Il presidente della Provincia di Terni, Stefano Bandecchi, ha rilasciato una nota il 5 settembre 2026, tramite l'ufficio stampa dell'ente, per commentare l'accettazione da parte del Movimento Cinque Stelle (M5s) della sua proposta di un confronto pubblico in televisione. La notizia, diffusa a Perugia alle 13:30, evidenzia la risposta di Bandecchi alla disponibilità del M5s a partecipare al dibattito televisivo da lui stesso promosso.

Bandecchi ha sottolineato come l'accettazione del confronto sia giunta a otto giorni di distanza dalla sua proposta iniziale, delineando al contempo le condizioni politiche e personali che auspica per la trasmissione.

Il presidente della Provincia di Terni ha infatti richiesto la presenza in studio di interlocutori che egli considera "sullo stesso piano". La sua principale istanza è rivolta a Giuseppe Conte, identificato come leader nazionale del Movimento, o, in alternativa e in riferimento al contesto umbro, all'assessore regionale Thomas De Luca.

Le richieste sugli interlocutori del confronto

Nella sua comunicazione, Bandecchi ha ribadito il desiderio di avere in trasmissione "ospiti dei 'pari'". Per tale ragione, insiste sulla partecipazione di Conte o De Luca. Ha tuttavia aggiunto che, qualora entrambi fossero impossibilitati o non disponibili, accetterebbe comunque un confronto con il responsabile provinciale del Movimento Cinque Stelle.

In tal caso, ha precisato che tale accettazione sarebbe dettata dal rispetto della persona, pur sostenendo che con un interlocutore di quel livello avrebbe "pochi temi da affrontare".

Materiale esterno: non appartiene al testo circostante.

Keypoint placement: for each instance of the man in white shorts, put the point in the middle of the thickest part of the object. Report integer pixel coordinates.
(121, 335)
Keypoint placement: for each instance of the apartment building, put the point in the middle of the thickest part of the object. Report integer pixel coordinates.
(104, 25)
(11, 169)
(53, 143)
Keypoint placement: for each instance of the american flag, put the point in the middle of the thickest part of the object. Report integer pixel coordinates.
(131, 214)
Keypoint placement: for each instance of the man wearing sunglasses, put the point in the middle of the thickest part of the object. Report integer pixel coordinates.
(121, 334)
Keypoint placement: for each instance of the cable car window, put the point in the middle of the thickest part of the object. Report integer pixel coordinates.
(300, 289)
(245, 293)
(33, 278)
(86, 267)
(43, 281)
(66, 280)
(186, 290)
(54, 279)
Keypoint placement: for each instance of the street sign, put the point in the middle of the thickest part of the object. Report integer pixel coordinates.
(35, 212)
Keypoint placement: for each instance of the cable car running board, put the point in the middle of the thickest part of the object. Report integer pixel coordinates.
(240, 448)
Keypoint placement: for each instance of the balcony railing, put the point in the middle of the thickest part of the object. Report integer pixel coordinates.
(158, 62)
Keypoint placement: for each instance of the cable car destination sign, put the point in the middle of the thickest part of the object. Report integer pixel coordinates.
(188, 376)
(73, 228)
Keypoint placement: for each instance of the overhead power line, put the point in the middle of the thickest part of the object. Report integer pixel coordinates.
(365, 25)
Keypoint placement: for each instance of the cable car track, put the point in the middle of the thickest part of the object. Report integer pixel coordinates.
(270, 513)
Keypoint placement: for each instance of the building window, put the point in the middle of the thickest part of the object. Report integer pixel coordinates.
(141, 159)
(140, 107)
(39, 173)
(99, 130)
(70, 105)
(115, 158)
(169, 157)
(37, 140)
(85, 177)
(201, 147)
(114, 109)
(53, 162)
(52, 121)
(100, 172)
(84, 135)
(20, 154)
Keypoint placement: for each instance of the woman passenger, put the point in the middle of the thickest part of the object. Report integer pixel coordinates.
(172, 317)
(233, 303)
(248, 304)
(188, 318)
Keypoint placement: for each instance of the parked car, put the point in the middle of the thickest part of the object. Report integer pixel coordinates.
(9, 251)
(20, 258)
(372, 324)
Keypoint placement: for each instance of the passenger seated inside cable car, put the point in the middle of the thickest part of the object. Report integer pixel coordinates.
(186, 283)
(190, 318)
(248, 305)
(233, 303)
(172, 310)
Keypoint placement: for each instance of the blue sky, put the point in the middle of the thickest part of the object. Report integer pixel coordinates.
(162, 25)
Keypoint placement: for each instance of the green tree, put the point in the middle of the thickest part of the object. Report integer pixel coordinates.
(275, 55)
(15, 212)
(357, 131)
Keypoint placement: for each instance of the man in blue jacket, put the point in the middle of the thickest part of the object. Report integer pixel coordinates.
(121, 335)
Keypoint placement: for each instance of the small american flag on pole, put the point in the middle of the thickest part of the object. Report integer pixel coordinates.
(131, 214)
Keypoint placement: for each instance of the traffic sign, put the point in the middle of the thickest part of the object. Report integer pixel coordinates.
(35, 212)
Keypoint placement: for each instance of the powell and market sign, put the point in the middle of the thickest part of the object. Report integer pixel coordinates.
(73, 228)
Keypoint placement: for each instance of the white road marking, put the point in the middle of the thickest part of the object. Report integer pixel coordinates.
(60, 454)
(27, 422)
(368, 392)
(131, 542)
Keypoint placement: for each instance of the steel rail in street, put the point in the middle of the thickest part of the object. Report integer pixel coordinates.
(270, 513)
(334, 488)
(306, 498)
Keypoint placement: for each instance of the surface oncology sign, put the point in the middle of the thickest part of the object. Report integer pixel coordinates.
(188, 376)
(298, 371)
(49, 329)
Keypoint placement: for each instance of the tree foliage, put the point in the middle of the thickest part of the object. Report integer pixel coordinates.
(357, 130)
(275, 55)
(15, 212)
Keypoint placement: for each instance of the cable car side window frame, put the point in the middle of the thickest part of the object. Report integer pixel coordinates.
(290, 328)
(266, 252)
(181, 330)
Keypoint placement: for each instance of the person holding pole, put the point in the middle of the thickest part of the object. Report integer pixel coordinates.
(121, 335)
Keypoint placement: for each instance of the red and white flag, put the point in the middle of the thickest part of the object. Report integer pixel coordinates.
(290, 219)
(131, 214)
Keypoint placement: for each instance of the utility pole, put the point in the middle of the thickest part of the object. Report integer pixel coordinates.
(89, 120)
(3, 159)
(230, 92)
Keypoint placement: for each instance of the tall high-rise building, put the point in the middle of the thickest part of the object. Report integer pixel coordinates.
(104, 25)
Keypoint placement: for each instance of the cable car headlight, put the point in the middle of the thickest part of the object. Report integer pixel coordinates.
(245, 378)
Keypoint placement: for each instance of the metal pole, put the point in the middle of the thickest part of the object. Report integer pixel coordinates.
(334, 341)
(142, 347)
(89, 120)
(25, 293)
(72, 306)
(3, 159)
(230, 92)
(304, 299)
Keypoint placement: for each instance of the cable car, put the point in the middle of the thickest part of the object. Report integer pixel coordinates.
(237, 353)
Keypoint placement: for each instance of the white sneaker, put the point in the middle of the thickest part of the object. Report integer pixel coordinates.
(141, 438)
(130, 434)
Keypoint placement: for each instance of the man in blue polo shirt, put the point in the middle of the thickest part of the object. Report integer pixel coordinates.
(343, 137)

Proseguendo nella nota, Bandecchi ha menzionato anche la rappresentanza del M5s nel consiglio comunale di Terni, attraverso il consigliere eletto Claudio Fiorelli. Il presidente della Provincia ha espresso una preferenza per un confronto con una figura legittimata dal voto popolare, piuttosto che con un referente territoriale designato da un organo di partito. Ha altresì dichiarato la sua disponibilità ad accettare un dibattito con Fiorelli, ma non ha mancato di criticare apertamente il metodo con cui il Movimento individua i propri rappresentanti territoriali.

Il moderatore e la visione per Terni

In un gesto di apertura, Bandecchi ha offerto al M5s la facoltà di scegliere autonomamente il moderatore della trasmissione. Questa concessione è stata collegata alla sua forte posizione nel dibattito, ribadendo la sua incrollabile fiducia nelle proprie idee per lo sviluppo di Terni. Il passaggio conclusivo della nota ha richiamato proprio il futuro della città, evidenziando ciò che, a suo giudizio, è stato realizzato e ciò che resta ancora da fare per il suo progresso.